T-Mobile Profit Hits $101M for Q4 2014, Reversing $20M Loss in 2013
In 2014, T-Mobile was the apparent target of several merger attempts. In October, French telecommunications company Iliad announced that it had ended its acquisition attempts for T-Mobile, while in early August Sprint dropped its own plans to buy T-Mobile after the move was opposed by regulators, according to reports. Sprint had been rumored for months to be seeking a merger with T-Mobile so that the two struggling companies could join together and fight harder to compete with mobile powers Verizon Wireless and AT&T. Iliad wanted to buy T-Mobile US to bolster its global aspirations.
T-Mobile’s latest financial results were in contrast to the latest results from competitors Verizon, AT&T and Sprint, which all suffered losses. Earlier in February, Sprint reported a net loss of $2.4 billion in its third quarter of 2014, which was more than twice the loss of $1.04 billion one year ago. Sprint also had an operating loss of $2.54 billion, which included non-cash charges of $2.1 billion. The Q3 operating loss compared with an operating loss of $576 million for the same quarter one year ago, and included a $1.9 billion reduction to the Sprint trade name and approximately $200 million to reduce the carrying value of wireline network assets. Without those write-downs, Sprint’s operating loss would have improved $169 million year-over-year, the company stated.
In January, Verizon reported Q4 losses of $2.2 billion, largely due to the cost of non-operational expenses including benefits and pension payments, according to an earlier eWEEK report. Verizon’s Q4 revenue was $33.2 billion, which was a 6.8 percent increase over the year-ago quarter, when revenue came in at $31.07 billion. Verizon is the largest wireless carrier in the United States.
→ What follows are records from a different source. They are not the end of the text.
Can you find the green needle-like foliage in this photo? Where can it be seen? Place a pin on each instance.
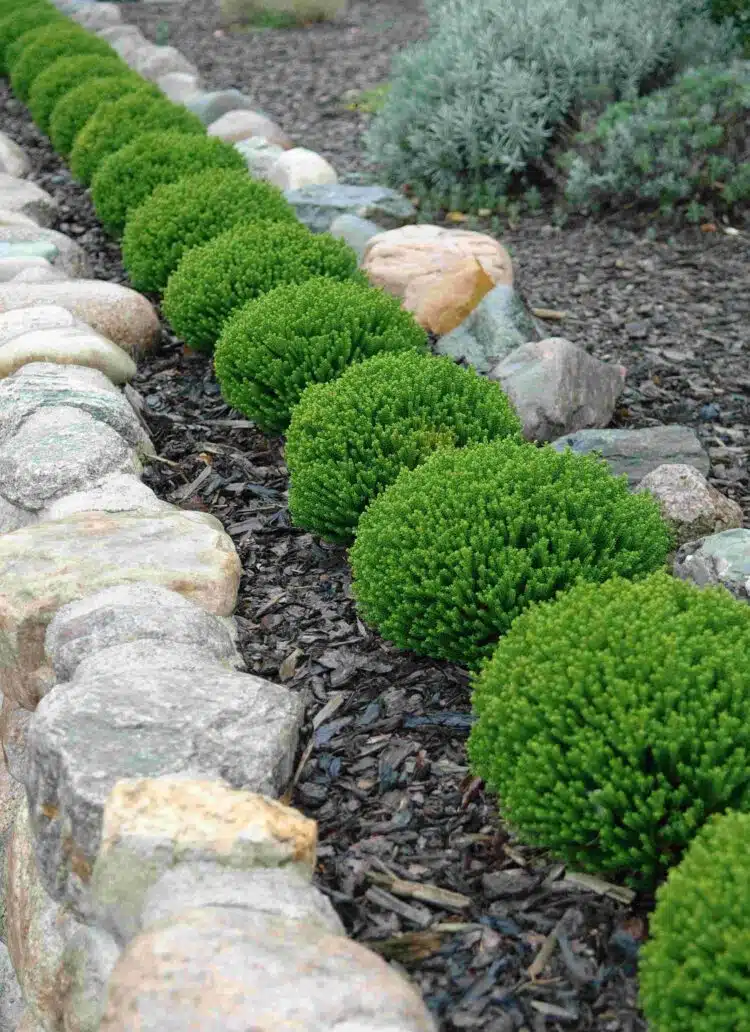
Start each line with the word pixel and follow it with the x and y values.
pixel 350 439
pixel 304 333
pixel 119 122
pixel 695 967
pixel 237 266
pixel 128 178
pixel 193 211
pixel 451 553
pixel 613 722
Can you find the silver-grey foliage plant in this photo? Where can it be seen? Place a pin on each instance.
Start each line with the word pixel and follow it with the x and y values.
pixel 478 102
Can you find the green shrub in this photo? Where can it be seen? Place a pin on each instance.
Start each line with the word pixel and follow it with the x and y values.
pixel 128 178
pixel 687 146
pixel 74 109
pixel 237 266
pixel 14 24
pixel 118 122
pixel 350 439
pixel 304 333
pixel 62 76
pixel 38 50
pixel 479 102
pixel 449 555
pixel 695 967
pixel 193 211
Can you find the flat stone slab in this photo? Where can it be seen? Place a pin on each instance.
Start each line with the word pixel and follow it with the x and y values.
pixel 637 453
pixel 317 206
pixel 145 710
pixel 137 612
pixel 46 566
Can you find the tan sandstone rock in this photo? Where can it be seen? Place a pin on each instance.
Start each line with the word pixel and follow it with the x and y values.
pixel 46 566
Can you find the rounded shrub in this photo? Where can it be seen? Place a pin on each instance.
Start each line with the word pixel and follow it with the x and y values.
pixel 13 24
pixel 128 178
pixel 73 110
pixel 193 211
pixel 350 439
pixel 304 333
pixel 613 722
pixel 695 967
pixel 119 122
pixel 65 74
pixel 41 47
pixel 449 555
pixel 237 266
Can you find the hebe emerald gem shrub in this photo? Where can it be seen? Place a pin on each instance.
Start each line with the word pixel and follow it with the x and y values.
pixel 613 722
pixel 119 122
pixel 237 266
pixel 450 554
pixel 128 178
pixel 694 969
pixel 65 74
pixel 350 439
pixel 73 110
pixel 304 333
pixel 193 211
pixel 685 146
pixel 41 47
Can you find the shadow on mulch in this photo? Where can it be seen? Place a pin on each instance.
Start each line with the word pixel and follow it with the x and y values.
pixel 412 851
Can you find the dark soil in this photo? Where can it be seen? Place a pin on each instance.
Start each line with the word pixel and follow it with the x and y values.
pixel 383 766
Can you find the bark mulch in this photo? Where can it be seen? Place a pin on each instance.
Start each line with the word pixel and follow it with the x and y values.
pixel 412 850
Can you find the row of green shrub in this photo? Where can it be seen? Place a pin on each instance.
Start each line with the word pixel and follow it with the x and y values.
pixel 611 699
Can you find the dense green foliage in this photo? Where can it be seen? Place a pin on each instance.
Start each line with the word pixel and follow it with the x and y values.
pixel 37 50
pixel 695 967
pixel 127 178
pixel 119 122
pixel 62 76
pixel 193 211
pixel 74 109
pixel 450 554
pixel 237 266
pixel 687 144
pixel 14 24
pixel 613 722
pixel 304 333
pixel 350 439
pixel 478 103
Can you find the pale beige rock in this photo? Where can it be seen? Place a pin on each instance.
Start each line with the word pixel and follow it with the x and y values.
pixel 691 507
pixel 12 158
pixel 45 566
pixel 151 825
pixel 408 262
pixel 118 313
pixel 300 167
pixel 453 297
pixel 21 195
pixel 237 125
pixel 77 345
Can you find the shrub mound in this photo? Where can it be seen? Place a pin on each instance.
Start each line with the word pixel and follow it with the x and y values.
pixel 73 110
pixel 695 966
pixel 237 266
pixel 350 439
pixel 613 722
pixel 14 24
pixel 450 554
pixel 128 178
pixel 118 122
pixel 686 146
pixel 304 333
pixel 38 50
pixel 193 211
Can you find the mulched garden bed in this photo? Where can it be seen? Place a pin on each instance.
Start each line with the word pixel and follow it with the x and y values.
pixel 412 851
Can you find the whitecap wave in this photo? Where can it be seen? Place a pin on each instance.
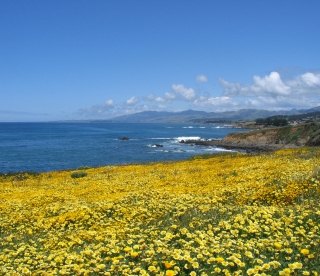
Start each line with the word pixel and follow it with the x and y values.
pixel 187 138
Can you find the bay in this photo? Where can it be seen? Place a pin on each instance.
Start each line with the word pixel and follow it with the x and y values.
pixel 40 147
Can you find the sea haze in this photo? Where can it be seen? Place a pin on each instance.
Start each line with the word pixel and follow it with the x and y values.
pixel 42 147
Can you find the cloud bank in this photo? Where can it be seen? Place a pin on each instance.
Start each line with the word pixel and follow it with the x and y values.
pixel 264 92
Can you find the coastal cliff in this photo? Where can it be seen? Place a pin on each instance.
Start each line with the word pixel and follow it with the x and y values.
pixel 270 138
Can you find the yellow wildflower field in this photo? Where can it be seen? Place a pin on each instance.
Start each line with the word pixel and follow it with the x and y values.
pixel 229 214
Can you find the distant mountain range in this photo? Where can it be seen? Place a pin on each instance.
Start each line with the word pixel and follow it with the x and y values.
pixel 193 116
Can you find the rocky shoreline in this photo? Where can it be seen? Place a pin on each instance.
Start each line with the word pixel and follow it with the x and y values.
pixel 226 145
pixel 266 140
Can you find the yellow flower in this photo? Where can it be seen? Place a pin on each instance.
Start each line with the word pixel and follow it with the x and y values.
pixel 295 265
pixel 305 251
pixel 134 254
pixel 219 259
pixel 277 245
pixel 170 272
pixel 152 268
pixel 168 265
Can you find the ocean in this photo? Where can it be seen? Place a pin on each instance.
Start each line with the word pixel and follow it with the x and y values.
pixel 40 147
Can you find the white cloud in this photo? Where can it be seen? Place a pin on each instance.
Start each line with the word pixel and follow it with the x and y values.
pixel 220 101
pixel 187 93
pixel 132 101
pixel 169 96
pixel 202 78
pixel 272 92
pixel 109 103
pixel 311 79
pixel 271 84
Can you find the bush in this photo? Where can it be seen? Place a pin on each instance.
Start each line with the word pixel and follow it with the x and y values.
pixel 78 174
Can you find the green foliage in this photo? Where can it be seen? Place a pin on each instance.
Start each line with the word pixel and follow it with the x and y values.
pixel 79 174
pixel 273 121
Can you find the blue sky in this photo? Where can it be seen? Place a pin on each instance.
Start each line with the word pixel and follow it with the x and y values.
pixel 81 59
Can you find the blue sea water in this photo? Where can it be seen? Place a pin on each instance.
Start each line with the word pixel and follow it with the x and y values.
pixel 42 147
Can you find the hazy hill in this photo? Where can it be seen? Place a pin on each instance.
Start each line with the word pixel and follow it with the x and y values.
pixel 201 116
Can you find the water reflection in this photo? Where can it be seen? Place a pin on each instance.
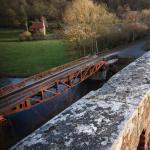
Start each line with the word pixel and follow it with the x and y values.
pixel 21 124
The $2.2 billion Q4 loss was a $9 billion shift from one year ago, when the company posted $7.9 billion in profits for that quarter, according to the company’s figures.
Also in January, AT&T reported a net loss of $3.9 billion in the fourth quarter of 2014, though its revenue of $34.4 billion rose 3.8 percent from the same period the previous year. The fourth-quarter losses were due to non-cash charges, such as actuarial losses on benefit plans, non-cash write-offs of some network assets, merger and integration-related expenses, and other expenses, the company said. Loss per share was 77 cents, compared with $1.31 earnings per share that was posted for the same period one year ago, according to AT&T. The $3.9 billion fourth-quarter loss was quite a drop from the $6.9 billion in net profits that the company posted a year ago.